I don't think what happened in Sdei Teiman was very unusual for a nation in the middle of a war against a shitty enemy, and it seems that there was no keisteing in this case, just beating someone with a pipe so his ribs broke. However, the subsequent riot with government MKs, is not really something you can explain to people. The point was to send a message that IDF soldiers will not be prosecuted for anything, and the point was made successfully.
I think there's an ongoing case against the perpetrators, no?
Some have already plead guilty. But the specific accusations of sodomy relayed int he media appear false and, if I'm not mistaken, weren't even part of any formal charges made.
So in what sense was the riot successful?
The riot was successful in disincentivising further arrests. Any idiot can go on Tik Tok and find dispositive evidence of hundreds of IDF soldiers committing war crimes in Gaza that they themselves upload. Up till now, the IDF turned a blind eye to about 90% of this stuff, but now it's 99%.
I see. Thanks.
Thanks for the answer. I dislike people who begin never-ending arguments on my own 'Stack, so I won't do that here, but I will say this if you don't mind. (If you do, just remove my comment!)
I cannot get away with saying that to Americans, even conservatives/realists. We did prosecute the Abu Ghraib wrongdoers. Laws, not men, you know?
And I know what the point was. My point is that a lot of US taxpayers are saying, "You want to be that way? Fine, but not on my dime."
Baruch HaSofer is fine with that. He thinks that Israel can not only survive but thrive away from the "GAE." I beg to differ. But that's just me. How about you? If you think that Israel can survive without American support, I'd love to hear your reasoning, because I do respect your cognitive abilities.

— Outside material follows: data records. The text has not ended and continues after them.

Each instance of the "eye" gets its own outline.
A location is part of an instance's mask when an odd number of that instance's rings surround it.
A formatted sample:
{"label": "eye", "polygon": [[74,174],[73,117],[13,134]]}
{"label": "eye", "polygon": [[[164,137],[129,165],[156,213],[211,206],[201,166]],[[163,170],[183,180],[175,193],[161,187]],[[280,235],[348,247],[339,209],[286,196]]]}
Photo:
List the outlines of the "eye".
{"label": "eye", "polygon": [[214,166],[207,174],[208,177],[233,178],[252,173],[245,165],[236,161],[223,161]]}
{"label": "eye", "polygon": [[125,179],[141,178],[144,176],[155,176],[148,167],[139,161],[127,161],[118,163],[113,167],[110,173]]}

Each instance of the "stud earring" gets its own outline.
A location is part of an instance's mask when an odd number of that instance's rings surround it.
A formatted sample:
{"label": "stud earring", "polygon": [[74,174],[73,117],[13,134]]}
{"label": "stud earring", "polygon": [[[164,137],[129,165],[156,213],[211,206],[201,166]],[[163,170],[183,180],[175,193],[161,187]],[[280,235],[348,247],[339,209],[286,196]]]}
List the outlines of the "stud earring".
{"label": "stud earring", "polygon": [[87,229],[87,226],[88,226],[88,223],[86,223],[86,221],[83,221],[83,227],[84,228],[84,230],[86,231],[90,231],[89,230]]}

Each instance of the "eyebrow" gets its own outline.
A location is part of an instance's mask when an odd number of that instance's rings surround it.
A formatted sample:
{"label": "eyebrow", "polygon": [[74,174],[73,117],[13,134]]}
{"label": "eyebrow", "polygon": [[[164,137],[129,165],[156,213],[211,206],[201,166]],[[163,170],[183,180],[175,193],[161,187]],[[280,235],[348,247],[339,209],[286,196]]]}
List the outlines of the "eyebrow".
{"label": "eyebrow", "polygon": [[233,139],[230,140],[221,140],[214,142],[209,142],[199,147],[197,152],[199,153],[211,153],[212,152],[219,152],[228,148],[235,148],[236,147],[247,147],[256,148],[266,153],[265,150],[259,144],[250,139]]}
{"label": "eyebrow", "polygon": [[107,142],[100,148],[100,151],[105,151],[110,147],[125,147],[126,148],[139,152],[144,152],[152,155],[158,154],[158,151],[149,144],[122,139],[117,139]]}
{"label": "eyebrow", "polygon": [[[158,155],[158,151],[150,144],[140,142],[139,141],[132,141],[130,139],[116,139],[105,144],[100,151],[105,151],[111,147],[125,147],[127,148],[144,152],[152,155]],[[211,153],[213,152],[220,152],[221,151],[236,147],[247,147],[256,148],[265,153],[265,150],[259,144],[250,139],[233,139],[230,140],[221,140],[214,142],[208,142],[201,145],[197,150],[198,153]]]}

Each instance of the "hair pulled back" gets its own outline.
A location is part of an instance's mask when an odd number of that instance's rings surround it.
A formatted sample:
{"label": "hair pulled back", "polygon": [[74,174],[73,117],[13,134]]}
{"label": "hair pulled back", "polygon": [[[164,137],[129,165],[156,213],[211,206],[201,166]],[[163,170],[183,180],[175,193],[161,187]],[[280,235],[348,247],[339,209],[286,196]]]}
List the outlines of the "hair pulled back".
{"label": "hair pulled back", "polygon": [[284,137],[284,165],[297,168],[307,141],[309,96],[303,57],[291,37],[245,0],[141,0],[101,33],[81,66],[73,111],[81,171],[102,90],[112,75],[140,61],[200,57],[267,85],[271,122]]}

I think a rebellion against American dominance would probably go very haywire, that we have no right to expect Divine assistance if we were to do so, and that, if we do go for it, the point of principle we pick shouldn't be abuse of detainees or indiscriminate killing of enemy civilians.
"As the Rambam says, she’s not allowed to study the law in the first place, and there’s good reason for that, but whatever." Are you against women learning torah in general or you were specifically harping on this person. if you are against it, why?
I'm moderately against it. I don't think women should study talmud, but I don't think most men should study talmud and I don't subscribe to Maimonides' Islamic-influenced anthropology. But I just stuck it in because I thought it was funny.
2 more 'why's:
1. You are moderately against it, why? (bc of chazal's restrictions? bc it's unnecessary? ideas about intelligence?)
2. You also think this should extend to most men as well, why?
1. Learning talmud at any kind of meaningful level requires an IQ of at least 115.
2. To learn talmud properly you need to invest a lot of time picking up background knowledge and vocabulary, which most people don't have time for. This can be solved, as it is by Charedim, by just learning nothing else, but this isn't good either, not even for talmudic scholarship itself.
3. I would estimate that among Ashkenazi Jews about 40% of males have both the intelligence and apitude for sitting still and memorising that is required. Among women probably more like 15%.
4. There's a certain type of woman who learns gemara and then insists on talking about it in this mental way, and it makes you want to run headfirst out of a window and this must be avoided at all costs.
5. With that said, the following academics have made important contributions that I have benefitted from immensely: Shulamit Elitzur, Ruth Langer, Alyssa Gray, Vered Noam.